Isolée face au manque de soutien de sa hiérarchie, Albertine Munoz a peu à peu ressenti une "fatigue professionnelle intense". Il lui a fallu du temps pour se résoudre à consulter un médecin, sachant qu’il y aurait un arrêt-maladie à la clé. Elle a fini par s’y résoudre lorsqu’elle s’est aperçue qu’elle devenait la magistrate qu’elle ne voulait pas être. (...)

Une libération de la parole

Un autre magistrat, qui préfère témoigner anonymement, a lui aussi opté pour ces "gestes de résistance au quotidien, à défaut de mesures structurelles". Il explique : "Quand je suis en audience au-delà d’une certaine heure, je renvoie. Tant pis si on engorge derrière. Cela vaut quoi, un jugement correctionnel signé à 3 heures du matin ?"

Mariannig Imbert, juge à Nanterre et collègue de Marie Truchet, observe "un point de bascule" aujourd’hui, favorisé par le changement de génération : "Personne n’a plus envie de se dévouer corps et âme pendant quarante-cinq ans." La tribune publiée dans Le Monde en 2021 en est aussi l’expression et consacre une "certaine libération de la parole. S’il y a une amélioration, c’est bien celle-là", pointe Nelly Bertrand, du Syndicat de la magistrature.

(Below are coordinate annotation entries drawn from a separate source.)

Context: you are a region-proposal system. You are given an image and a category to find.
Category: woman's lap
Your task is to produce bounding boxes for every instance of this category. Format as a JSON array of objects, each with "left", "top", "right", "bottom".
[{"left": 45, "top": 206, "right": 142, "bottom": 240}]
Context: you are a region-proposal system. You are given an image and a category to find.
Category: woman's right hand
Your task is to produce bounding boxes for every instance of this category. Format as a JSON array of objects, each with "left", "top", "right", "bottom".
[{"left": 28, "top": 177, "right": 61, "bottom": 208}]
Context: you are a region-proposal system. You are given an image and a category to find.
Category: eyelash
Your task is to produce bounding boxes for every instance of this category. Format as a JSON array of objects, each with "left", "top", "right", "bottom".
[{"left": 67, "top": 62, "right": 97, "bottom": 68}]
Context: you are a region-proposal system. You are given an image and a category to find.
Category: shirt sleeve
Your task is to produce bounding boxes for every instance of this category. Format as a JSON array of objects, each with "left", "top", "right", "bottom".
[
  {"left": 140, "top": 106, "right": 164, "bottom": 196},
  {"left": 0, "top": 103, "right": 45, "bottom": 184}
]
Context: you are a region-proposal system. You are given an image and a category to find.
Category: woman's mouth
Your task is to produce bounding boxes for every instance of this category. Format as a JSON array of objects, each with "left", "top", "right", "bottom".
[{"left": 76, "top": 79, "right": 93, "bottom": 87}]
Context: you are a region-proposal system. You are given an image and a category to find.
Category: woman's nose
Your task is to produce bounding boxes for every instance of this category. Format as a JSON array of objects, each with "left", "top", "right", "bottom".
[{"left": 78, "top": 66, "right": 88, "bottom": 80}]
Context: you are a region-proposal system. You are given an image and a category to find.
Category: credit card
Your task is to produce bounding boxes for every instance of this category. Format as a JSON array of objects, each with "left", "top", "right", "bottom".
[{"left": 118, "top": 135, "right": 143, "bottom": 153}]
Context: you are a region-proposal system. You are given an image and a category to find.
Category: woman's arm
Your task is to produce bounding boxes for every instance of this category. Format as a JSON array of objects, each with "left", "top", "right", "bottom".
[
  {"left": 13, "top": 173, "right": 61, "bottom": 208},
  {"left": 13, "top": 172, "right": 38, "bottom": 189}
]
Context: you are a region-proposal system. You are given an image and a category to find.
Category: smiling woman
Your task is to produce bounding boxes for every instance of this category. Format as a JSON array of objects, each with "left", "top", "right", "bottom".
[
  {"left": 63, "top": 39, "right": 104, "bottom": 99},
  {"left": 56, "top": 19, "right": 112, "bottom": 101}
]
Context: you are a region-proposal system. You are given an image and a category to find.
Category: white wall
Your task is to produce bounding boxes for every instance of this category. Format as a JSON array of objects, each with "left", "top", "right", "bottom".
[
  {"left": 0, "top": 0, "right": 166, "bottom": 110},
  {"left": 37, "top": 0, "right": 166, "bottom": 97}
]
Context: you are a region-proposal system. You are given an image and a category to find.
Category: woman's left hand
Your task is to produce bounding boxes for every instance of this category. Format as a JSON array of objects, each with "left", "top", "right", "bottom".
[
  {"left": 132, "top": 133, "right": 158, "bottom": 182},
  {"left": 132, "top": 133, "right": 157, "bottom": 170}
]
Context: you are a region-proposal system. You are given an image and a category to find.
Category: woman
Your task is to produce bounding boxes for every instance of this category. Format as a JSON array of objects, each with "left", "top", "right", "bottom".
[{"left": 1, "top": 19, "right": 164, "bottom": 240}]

Pour le reste, tout le monde s’accorde à dire que le rééquilibrage doit se poursuivre bien au-delà de la mandature actuelle (...)

Comparant la situation de la justice à celle de l’hôpital, le président du tribunal de Nanterre se veut malgré tout optimiste : "On est allés au-delà du ’plus avec moins’, ce truc-là, c’est terminé, veut croire Benjamin Deparis. Le temps est venu de s’occuper de nos propres ouailles."